Medical research has never been so successful. Despite this, many doubt if the findings will translate into new drugs and treatments. The present patent system and business models of the pharmaceutical industry are being scrutinized with the light of the impending patent cliff. Pharmaceutical research is a commitment of long duration, while investors demand ever more rapid return on investments.
The Swedish Pirate Party strives to reform laws regarding copyright and patents, strengthening the right to internet access and daily privacy and increase the transparency of government administration. The Pirate Party gained one seat in the European Parliament after winning 7.1 per cent of the votes in June 2009, joining the Greens-EFA group. In September this year its German sister party gained seats in Berlin's state parliament. There are registered Pirate Parties in several European countries, including the UK.
Gradually expanding their focus from the issue of file sharing, pharmaceutical patents entered pirate policy. The programmes of the Swedish and German parties are deeply critical to pharmaceutical patents calling for their abolishment.
Thanks to universal health insurance, government subsidies account for the majority of the pharmaceutical companies' revenues in Europe. Only 15 per cent of the revenues of the companies actually go to research, the remaining mainly goes into marketing. Instead, governments should allocate 20 per cent of today's drugs bill directly to research in the universities. The pirates claim it would be provide more funds for research, spurring it to produce more results. The pharmaceutical companies would not need to do the research themselves, nor would not be any need for medical patents, as they would have no research costs to recoup. The price of medicines would drop when manufactured in a competitive market rather than by patent protected monopolies.
Patents are seen as making drugs inaccessible to developing countries, forcing their governments to use expensive patent drugs instead of generics. In this issue the pirates are close to the demands made by NGOs, such as Médecins Sans Frontières, to seize patents and extend compulsory license programmes.
Price controls are an impediment to European research. Pharmaceutical companies need higher-paying American consumers to recoup their cost. European consumers and governments benefit from price controls in the short term but in the long term, they suffer. New medicines sometimes no longer reach European consumers, hurting public health; and
Europe is losing many quality R&D jobs.
The character of research in the universities has changed. The project to discover a gene affecting the course of a disease or foetal development, is quite different from one testing whether a molecule can function effectively and safely as a drug in patients. An increasing amount of preclinical research is done by young small companies, commonly originated in academy. These small businesses are created around a vital patent. If they have a promising medication in the pipeline they are often acquired by larger corporations for their patent. It is generally a mutually beneficial arrangement, the smaller research company cannot afford the costs for the Phase II and Phase III trials, while the big companies obviously cannot follow all leads in preclinical research.
The most expensive phase is not classical research, but rather the clinical trial. Patents are intended to compensate companies that spend the time and resources to test whether a drug is safe and effective, in comparison with those who only produce and sell medicines.
If patents are removed and commercialization pressure remains, might scientists become even more secretive and firms more aggressive?
In many respects, patents are just a tool in the commercialization process. How many of the documented issues associated with commercialization and industry involvement will go away if patents are banned? Some might even get worse. The Pirate Party's policy might have the unintended consequence to strengthen the position of 'Big Pharma'. By removing patents, the companies concentrating on preclinical research would be choked. Pharmaceutical companies would be required to fill in the gap, while getting even more in league with the government's controlling bodies.
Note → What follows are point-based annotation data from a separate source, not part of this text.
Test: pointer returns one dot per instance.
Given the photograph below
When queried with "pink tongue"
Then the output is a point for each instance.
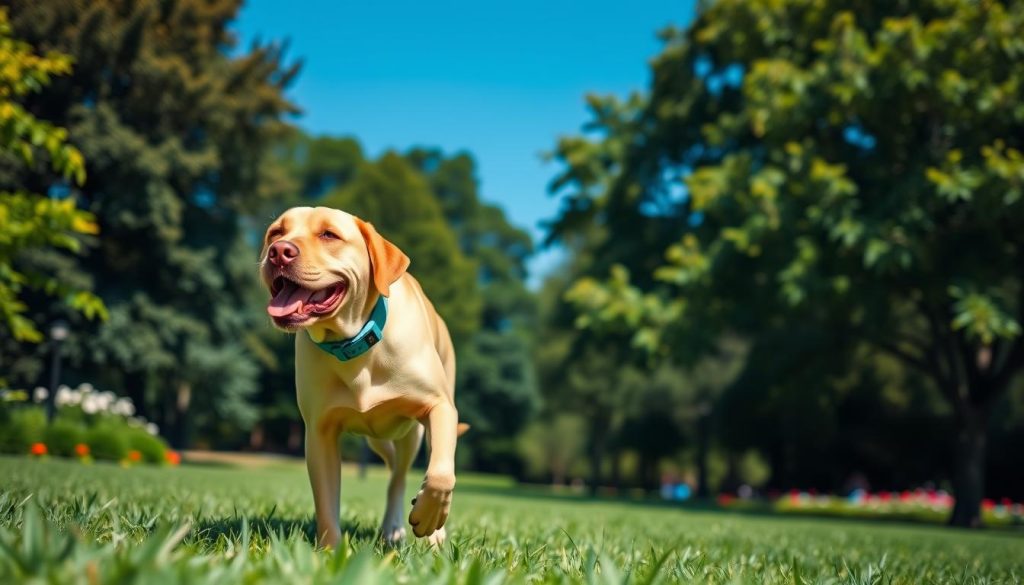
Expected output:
(289, 299)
The problems surrounding public health in poorer countries are rather about poverty, the prevalence of counterfeit drugs, lack of trained personnel and poor medical infrastructure. Rather than seizing patents and trying to shoulder the manufacturing burden alone, developing nations should take full advantage of the drugs being given away or discounted by the patent holders themselves.As chronic diseases become more prevalent in lower- income countries, it is vital that the quality of medicines is not sacrificed in a clinically irrational promotion of generic medicines. The differential pricing schemes pursued by some producers seems like a viable way of improving access while maintaining quality, as do properly administered voluntary licenses for generic production.
Venues such as medical prize funds, micro-loans and reforming pharmaceutical subsidies seem as a more appropriate first step. It does not provide all the resources needed for the small research companies, but can do a lot of difference for young researchers.
In a few weeks the Swedish Pirate Party will receive a second MEP, Amelia Andersdotter, due to the final ratification of the treaty of Lisbon. As Ms. Andersdotter has expressed her particular concern about pharmaceutical patents, it would be a good opportunity to find new approaches or at least first do no harm.